The effect of read length on blocking, unblocking and flow cell output. Extracted gDNA was sheared with Megaruptor 2 using different shearing settings, or with a Covaris g-TUBE. Libraries were then prepared using the Ligation Sequencing Kit and sequenced on the MinION. Panel A: The read N50 values for the differently sheared libraries. Note, some Megaruptor shearing produces a slightly elevated read N50. Panel B: The block frequency (kb/block) for the differently sheared libraries suggests that there is little relationship between the frequency at which blockades occur and the length of the fragments that are being sequenced, at least for this sample. Panel C: As the fragment length of the library increased, a decrease in rate of the success of the unblock (number of blocks before a terminal block was encountered) was observed. Panel D: As a result of the decrease in unblock success with increased read lengths, it follows that the output from any pore may also decrease with increased read length.Optional size selection
Users of Oxford Nanopore Technologies platforms have observed reads of >1 Mbases and the longest read observed approaches 2.3 Mbases. To obtain long reads, long fragments must be present in the extracted DNA sample. All extraction techniques that we recommend yield some short fragments (<10 kb) and even if they do not appear prevalent during quantification, it is likely that you will observe some short reads. Size selection can be used to enrich for long fragments or deplete short fragments.

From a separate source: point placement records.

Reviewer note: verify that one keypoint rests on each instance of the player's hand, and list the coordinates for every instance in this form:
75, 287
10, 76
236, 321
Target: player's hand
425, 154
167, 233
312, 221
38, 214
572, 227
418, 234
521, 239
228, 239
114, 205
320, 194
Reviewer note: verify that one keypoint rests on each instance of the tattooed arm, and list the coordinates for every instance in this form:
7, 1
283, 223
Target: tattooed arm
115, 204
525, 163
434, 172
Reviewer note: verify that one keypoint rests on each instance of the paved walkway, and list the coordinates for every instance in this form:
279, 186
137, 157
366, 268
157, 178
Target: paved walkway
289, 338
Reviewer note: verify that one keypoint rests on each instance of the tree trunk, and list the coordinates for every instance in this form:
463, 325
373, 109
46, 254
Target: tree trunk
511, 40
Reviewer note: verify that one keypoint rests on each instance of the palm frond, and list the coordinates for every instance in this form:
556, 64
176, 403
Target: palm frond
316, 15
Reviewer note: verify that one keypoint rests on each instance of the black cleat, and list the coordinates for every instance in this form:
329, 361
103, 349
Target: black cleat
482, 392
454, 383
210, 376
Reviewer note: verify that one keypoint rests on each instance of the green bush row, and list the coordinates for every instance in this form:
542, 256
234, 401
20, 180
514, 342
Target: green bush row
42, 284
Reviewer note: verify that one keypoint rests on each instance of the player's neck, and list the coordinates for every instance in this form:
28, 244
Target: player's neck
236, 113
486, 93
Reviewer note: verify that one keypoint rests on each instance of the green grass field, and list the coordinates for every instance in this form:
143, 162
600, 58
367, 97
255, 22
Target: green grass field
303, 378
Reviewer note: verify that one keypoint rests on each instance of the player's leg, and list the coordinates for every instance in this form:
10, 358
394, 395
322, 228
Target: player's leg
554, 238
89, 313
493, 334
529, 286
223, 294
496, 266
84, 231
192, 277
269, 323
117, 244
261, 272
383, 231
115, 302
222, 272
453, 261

Our size selection protocols are available on the size selection page.
The SPRI bead method enriches for molecules above ~1.5 – 2 kb and the size selection buffer (SSB) promotes semi-selective precipitation and enrichment of molecules above ~10 kb. The BluePippin has a tuneable cut-off limit up to 40 kb. To demonstrate the performance, gDNA was size selected using each method; the BluePippin instrument settings were set to enrich for molecules >40 kb. Using the Ligation Sequencing Kit, 1 µg of each size-selected DNA was prepared for sequencing and the libraries were run on the MinION. A library where no size selection had been performed was also sequenced as control. The data below shows the read length distributions observed and the output generated for each of the libraries. Very little difference in output was observed over the course of the 24 hour sequencing run for SPRI and SSB size-selected libraries, compared with the control. However, an accumulation of pores in the unavailable state were observed throughout the course of the run for the BluePippin size selected library, so a flow cell wash was performed after ~16 hours and more library loaded before recommencing the run.
Size selection of gDNA samples. Genomic DNA was size selected and then prepared for sequencing using the Ligation Sequencing Kit. The read N50 values of the control, SPRI bead size-selected, our Short Fragment Eliminator (EXP-SFE001) size-selected, and BluePippin size-selected libraries were ~20 kb, ~25 kb, ~35kb and ~41 kb, respectively. Very little difference in output was observed over the course of the 24 hour sequencing run for SPRI and EXP-SFE001 size-selected libraries, compared with the control. However, an accumulation of pores in the unavailable state was observed for the BluePippin size selected library, so a flow cell wash were performed after ~16 hours and more library loaded before continuing the run.